Entretien avec Serge Mouangue, artiste et créateur de « Wafrica », par le Musée du Quai Branly Jacques Chirac (Paris, France)

Votre travail met en évidence les liens entre les cultures africaine et japonaise, pourtant très éloignées a priori. Qu’ont-elles en commun, selon vous ?

Il existe beaucoup de similarités entre les deux cultures, à commencer par l’animisme, le rapport très respectueux aux anciens, une forte hiérarchisation qui structure les relations entre les individus, et un rapport un peu féodal au clan ou à la tribu. Il y a aussi une grande sophistication : tout est très codé dans ces deux régions du monde.

Vos kimonos, confectionnés en wax, sont salués dans le monde entier. Pourquoi avoir choisi ce vêtement comme terrain d’expression privilégié du lien entre Afrique et Asie ?

Parce que le kimono est une icône planétaire du Japon, tout comme on reconnaît une écriture fortement typée d’Afrique de l’Ouest dans des tissus comme le wax ou le bogolan.

Deux de vos sublimes kimonos sont exposés ici, pouvez-vous nous parler de ces pièces en particulier ?

Nous avons choisi ces deux kimonos avec le musée du quai Branly – Jacques Chirac. Le premier est réalisé en bogolan, justement. En termes iconographiques, il est très lié au pays dogon. Je le trouvais intéressant parce qu’il résonne parfaitement avec la mission du musée, qui est de créer des passerelles entre les cultures et d’éveiller la curiosité. Le second, qui date de 2008, est l’un des premiers kimonos que j’ai créés. Il est en wax brun avec un obi japonais en soie, qui, à la manière d’un corset, sert à structurer le vêtement. Grâce à lui, on peut ajuster la hauteur, y glisser des accessoires ou faire des noeuds exceptionnels… Je souhaitais que ce kimono représente une troisième esthétique, un univers qui n’appartienne ni au Japon ni à l’Afrique mais qui crée un imaginaire nouveau.

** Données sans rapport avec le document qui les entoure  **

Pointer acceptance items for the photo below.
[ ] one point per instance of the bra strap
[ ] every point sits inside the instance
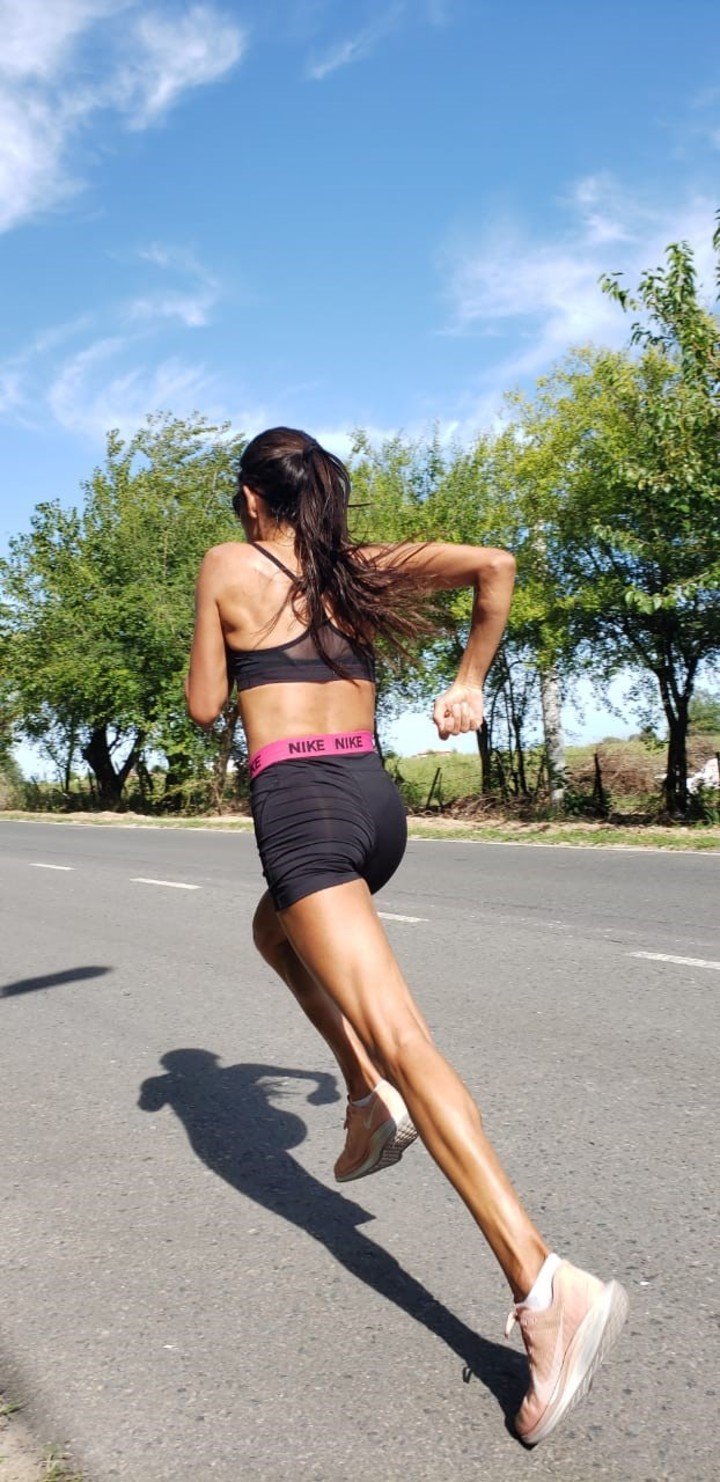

Qu’interrogez-vous avec vos créations hybrides entre Japon et Afrique de l’Ouest ?

De façon sous-jacente, je pose la question de l’identité, qui a pris ces derniers temps une place très importante. Existe-telle vraiment ? J’ai tendance à croire qu’une large partie de ce qu’on appelle « identité » est un fantasme. Beaucoup de femmes japonaises m’ont dit se retrouver dans mes créations, parce qu’elles ne ressentent pas la même obligation de soumission que lorsqu’elles portent un kimono traditionnel. Qu’est-ce que cela veut dire ? Je n’ai pas la réponse, mais c’est une question importante car il y a beaucoup de dérives liées à cette appropriation des cultures. Au nom d’un fantasme que l’on défend bec et ongles, on revendique une identité alors qu’elle ne nous appartient pas du tout. Jusqu’où doit-on aller ? Il faudrait lâcher un peu de lest sur ce sujet. Je crois avant tout en une identité universelle.

Comment vos kimonos sont-ils accueillis au Japon et en Afrique ?

Au Sénégal, les jeunes sont intéressés de voir qu’on peut donner une nouvelle vie aux pagnes de leurs parents par le biais d’une culture qu’ils admirent et respectent énormément. Au Japon, il y a eu deux types de réactions. En enfilant l’un de mes kimonos, une femme m’a confié qu’elle avait l’impression de porter un héritage mondial. J’ai aussi eu quelques rares réactions moins enthousiastes, dont un mail d’insultes…
J’ai compris que des gens pouvaient se sentir offensés par mon travail iconoclaste. Cela m’a encouragé à questionner encore plus cette notion d’origine. Le kimono est un espace de liberté, il reste encore de nombreuses choses à explorer.